The cars themselves were often the storyline during those days. Huge, heavy and incredibly comfortable, these powerful Pontiac station wagons, even Jack Hick’s memorable Oldsmobiles, or Jake Winkler’s many Lincoln Continentals, they all contained these massive power trains, easily-achieved 100 MPH speeds.and were the absolute embodiment of the concept of “living rooms on wheels” which the interstates and vastly improved side roads offered at the time – and which got even better. It was a period of nearly obscene automotive luxury and we were just the guys to drink it all in.

My first road trip then, 120 miles to Paducah through the gorgeousness of the Kentucky Lake region amid the fluttering lime green leaves of early Spring amid the aroma of freshly-tilled fields of loamy, silty farmers’ soil and the syrupy pleasure of inhaling dogwoods and redbud blooms, so rich in pollen, included me in an unnamed vehicle which now is misty as hell to recall. The subsequent trips became memorable for other reasons, but the first one is only memorable because of events on the field as well as the return trip and our visit to a restaurant.

On the field, Ford Cox, the starting shortstop, broke his finger in infield drills prior to the game and I found myself playing among my local heroes. I had just a few practice grounders….and absolutely no concept of much of anything except my thrill at being included on the team itself on the trip in the expectation of being able to watch the phenomenon of Owensboro Baseball from the bench. My expectations were totally nil in other words, and I was simply thrust into the prime activity like a deer in the headlights. I absolutely surprised myself in my nervousness when my first 2 at-bats produced hits. My first ground ball was utterly memorable as well, as routine as it was.

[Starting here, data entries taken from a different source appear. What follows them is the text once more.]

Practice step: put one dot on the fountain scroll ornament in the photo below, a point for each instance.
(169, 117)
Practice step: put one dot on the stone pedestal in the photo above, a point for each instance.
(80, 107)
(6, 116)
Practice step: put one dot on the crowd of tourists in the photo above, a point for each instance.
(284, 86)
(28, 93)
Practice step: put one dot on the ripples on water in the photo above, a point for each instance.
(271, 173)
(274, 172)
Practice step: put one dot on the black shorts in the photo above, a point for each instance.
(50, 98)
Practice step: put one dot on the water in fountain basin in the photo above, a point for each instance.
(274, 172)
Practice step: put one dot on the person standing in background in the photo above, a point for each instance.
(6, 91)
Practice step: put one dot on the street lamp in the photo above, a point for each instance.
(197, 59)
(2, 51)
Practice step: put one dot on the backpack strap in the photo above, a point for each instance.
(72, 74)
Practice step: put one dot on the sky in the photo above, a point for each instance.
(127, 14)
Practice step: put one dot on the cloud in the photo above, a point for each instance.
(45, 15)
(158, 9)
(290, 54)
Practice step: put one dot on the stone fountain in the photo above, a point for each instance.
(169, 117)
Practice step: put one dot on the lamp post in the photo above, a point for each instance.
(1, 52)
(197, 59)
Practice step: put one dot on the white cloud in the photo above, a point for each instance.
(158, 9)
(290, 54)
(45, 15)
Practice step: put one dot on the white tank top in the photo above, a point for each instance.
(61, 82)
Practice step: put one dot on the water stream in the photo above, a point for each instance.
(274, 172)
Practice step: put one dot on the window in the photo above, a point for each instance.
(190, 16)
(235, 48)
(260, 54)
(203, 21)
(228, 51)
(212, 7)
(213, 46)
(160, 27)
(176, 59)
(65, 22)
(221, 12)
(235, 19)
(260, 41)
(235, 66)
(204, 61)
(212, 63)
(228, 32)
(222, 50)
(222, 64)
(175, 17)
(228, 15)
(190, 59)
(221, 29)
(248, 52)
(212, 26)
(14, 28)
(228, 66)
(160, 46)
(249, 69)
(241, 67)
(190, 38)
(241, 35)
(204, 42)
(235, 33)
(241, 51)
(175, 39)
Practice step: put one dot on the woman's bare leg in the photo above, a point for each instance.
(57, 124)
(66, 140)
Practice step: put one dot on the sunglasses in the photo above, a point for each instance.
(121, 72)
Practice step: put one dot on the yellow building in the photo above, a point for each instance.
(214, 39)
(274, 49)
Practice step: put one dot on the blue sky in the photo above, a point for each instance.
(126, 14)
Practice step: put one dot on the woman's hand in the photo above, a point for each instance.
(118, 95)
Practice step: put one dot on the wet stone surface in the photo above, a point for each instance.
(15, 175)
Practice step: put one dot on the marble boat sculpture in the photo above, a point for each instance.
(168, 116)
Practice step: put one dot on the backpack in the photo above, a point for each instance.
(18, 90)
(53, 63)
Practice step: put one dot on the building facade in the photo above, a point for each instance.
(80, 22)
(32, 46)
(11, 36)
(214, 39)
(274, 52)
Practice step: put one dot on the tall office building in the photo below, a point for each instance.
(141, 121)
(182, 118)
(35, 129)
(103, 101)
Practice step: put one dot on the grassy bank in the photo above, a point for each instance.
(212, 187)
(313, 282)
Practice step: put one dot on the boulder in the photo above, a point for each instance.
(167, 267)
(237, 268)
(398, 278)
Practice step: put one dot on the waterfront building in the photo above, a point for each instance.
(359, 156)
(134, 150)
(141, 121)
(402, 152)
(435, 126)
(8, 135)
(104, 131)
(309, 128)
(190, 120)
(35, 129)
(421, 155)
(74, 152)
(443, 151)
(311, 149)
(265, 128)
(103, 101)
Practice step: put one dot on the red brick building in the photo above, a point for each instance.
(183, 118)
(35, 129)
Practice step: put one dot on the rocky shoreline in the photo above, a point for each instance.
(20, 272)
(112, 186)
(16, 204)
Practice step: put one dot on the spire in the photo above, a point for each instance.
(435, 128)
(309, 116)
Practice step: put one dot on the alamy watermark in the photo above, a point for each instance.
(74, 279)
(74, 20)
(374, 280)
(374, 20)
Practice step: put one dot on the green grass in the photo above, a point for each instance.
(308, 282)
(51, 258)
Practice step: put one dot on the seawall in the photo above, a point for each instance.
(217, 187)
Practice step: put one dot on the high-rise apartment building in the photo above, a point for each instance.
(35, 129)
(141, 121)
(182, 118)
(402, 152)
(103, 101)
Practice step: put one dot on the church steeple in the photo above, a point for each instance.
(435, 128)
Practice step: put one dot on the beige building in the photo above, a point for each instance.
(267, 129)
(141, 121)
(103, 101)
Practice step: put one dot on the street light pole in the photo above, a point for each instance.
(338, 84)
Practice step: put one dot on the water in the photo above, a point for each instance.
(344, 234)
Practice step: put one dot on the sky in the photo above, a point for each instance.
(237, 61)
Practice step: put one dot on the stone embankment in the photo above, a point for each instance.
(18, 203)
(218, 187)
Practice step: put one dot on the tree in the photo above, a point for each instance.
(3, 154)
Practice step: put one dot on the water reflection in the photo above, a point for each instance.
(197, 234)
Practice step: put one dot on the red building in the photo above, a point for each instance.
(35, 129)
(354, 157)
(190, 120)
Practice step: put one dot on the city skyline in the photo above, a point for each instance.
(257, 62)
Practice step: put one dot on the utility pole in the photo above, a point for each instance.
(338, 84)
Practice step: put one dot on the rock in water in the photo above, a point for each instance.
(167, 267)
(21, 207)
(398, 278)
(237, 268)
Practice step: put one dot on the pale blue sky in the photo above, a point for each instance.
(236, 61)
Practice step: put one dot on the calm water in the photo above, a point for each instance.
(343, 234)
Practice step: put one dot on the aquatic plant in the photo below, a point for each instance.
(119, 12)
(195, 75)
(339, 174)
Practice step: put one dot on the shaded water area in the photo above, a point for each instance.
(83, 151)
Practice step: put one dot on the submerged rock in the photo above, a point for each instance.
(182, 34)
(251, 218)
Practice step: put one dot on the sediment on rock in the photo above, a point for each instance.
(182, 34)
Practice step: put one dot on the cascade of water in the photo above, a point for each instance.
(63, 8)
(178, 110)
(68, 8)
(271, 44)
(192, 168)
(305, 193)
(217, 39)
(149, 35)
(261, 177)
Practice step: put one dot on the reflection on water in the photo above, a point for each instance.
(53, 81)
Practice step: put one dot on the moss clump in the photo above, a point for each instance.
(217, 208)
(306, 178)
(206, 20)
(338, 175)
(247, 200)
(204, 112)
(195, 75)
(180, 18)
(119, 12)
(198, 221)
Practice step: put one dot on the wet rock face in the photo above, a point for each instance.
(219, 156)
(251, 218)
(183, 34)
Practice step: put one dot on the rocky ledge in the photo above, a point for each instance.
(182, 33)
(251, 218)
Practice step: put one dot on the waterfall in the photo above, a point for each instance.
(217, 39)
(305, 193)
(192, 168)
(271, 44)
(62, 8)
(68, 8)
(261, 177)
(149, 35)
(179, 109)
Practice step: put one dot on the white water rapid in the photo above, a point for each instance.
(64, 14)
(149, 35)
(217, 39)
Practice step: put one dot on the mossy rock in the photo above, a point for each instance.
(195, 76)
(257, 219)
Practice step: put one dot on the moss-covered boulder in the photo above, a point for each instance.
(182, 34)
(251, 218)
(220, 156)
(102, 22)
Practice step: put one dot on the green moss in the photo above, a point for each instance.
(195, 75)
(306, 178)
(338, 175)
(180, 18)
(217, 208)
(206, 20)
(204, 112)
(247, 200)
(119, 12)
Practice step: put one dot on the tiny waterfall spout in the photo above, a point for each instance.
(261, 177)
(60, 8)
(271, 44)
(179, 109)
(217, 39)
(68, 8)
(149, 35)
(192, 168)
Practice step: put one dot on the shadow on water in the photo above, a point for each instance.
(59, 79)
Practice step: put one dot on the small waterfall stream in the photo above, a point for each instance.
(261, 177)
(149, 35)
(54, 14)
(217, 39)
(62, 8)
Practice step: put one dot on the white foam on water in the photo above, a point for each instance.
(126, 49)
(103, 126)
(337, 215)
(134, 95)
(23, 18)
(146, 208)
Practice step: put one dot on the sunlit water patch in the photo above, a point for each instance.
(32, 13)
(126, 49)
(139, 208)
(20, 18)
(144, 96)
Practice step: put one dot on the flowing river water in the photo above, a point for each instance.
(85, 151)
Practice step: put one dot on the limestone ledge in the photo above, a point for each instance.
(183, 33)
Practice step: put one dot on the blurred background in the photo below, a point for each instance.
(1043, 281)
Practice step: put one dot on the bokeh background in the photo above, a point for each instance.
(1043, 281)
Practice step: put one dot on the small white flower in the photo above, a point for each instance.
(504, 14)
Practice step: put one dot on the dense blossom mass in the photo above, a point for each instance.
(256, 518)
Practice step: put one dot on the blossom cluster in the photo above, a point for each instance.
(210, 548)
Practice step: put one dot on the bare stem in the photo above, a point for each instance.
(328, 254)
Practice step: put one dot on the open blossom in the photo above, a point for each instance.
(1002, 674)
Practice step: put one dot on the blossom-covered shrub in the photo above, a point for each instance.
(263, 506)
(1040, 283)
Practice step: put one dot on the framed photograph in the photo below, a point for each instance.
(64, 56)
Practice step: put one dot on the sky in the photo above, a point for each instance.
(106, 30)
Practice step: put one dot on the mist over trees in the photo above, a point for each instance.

With Jimmy Howes pitching, someone fisted a slow rolling grounder at me which I gobbled up and threw out to David Anderson at first base. Each of those quite ordinary baseball experiences I now recount as major recollections, as mundane as they may have seemed to onlookers. My secret thrill at being competent frankly surprised me among these legends of my youth. I recall a bursting feeling of secret ecstasy while chattering it up at shortstop as Jimmy Howes nodded at me for good plays and Jack Hicks gave full-throated acknowledgment. image7971 It was a ridiculously heady moment – and a doubleheader, no less, as we swept both games and began our journey back home to Owensboro.

Our trip was destined to include a stop at this very well-known restaurant hard by Kentucky Lake which offered an all-you-can-eat supply of catfish steaks. Good Lord, we must have ruined their profit line!! Sitting in this glow of inclusion after succeeding in a team sport, I sat, smiling, collecting memories and impressions on this first visit to Heaven which I hoped I would never lose. I implicitly understood the momentousness of my thrill. When someone mentions they had to pinch themselves to remind themselves they did indeed exist in such a reality, I was the poster boy for the concept. I had been to baseball heaven and, man oh man, it was very, very good.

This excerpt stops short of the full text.